Wheat futures on Friday touched more than one-month lows, settling at $8.29-1/4 per bushel, almost 13% off the October high and similar to the prices seen in the days before the invasion. The trade had been feeling more optimistic toward the Ukraine deal in recent weeks, at least prior to Saturday.
Funds’ bearish CBOT wheat views are not all that standout for the time of year, maybe a little more negative than average, though they are far more modest than in 2016 or 2017, when money managers entered November with a net short of over 100,000 contracts.
Sufficient uncertainties and low market participation should prevent funds’ bearish views from approaching these levels. Open interest was very high in those years, especially in 2017. Wheat futures in 2016 and 2017 were at the lowest levels observed in the last decade-plus.
In CBOT corn, money managers’ net long, up more than 10,000 contracts in the week ended Oct. 25, is very similar to the same week in the previous two years at 264,374 futures and options contracts.

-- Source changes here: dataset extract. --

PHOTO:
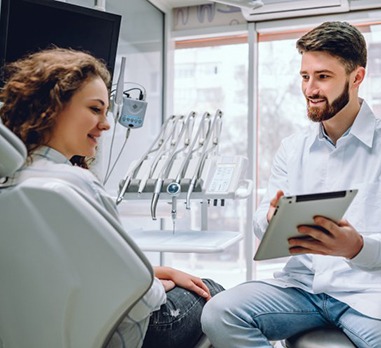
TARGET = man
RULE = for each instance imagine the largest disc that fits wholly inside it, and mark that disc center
(335, 278)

Most-active corn futures drifted fractionally lower on Friday, ending at $6.80-3/4 per bushel. Concerns for slow U.S. corn demand, particularly for exports, have been balanced by the tighter global supply picture and the unknown future of Ukraine’s exports.
SOYBEANS AND PRODUCTS
CBOT soybean oil futures surged 5% for a second straight week in the week ended Oct. 25, and money managers added more than 20,000 gross longs to their net long, which reached 95,161 futures and options contracts.
That was up from 60,984 contracts two weeks earlier, and the latest two-week stretch of buying is funds’ largest in the vegoil since the first week of October 2021. The net long is now the biggest since April.
CBOT soyoil has rallied this month along with other global vegoil markets on supply concerns and strength in crude oil. Soyoil on Thursday hit a four-month high of 73.97 cents per pound, though the contract settled almost 3% off that high on Friday.
Data from the U.S. Commodity Futures Trading Commission showed that money managers through Oct. 25 added more than 15,000 soybean meal futures and options contracts to their net long, which jumped to 86,030 contracts.
October had begun with sharp selling in CBOT soymeal, though the latest week of buying was funds’ biggest since November 2021. The latest move resulted largely from new longs, but short covering hit a 20-week high.
Soymeal futures rose more than 3% in the week ended Oct. 25 and added more than 2% over the last three sessions, reaching a one-month high on Friday and settling at $425.40 per short ton. That is 28% higher than the same date a year ago.
CBOT soybeans came along for the ride last week as fractional gains in futures corresponded with moderate fund buying. Money managers increased their net long to 75,411 futures and options contracts through Oct. 25 from 66,862 a week earlier.
Strength in soymeal and outside markets on Friday lifted CBOT January soybeans slightly to end the week, settling at $14.00-1/4 per bushel. Karen Braun is a market analyst for Reuters. Views expressed above are her own.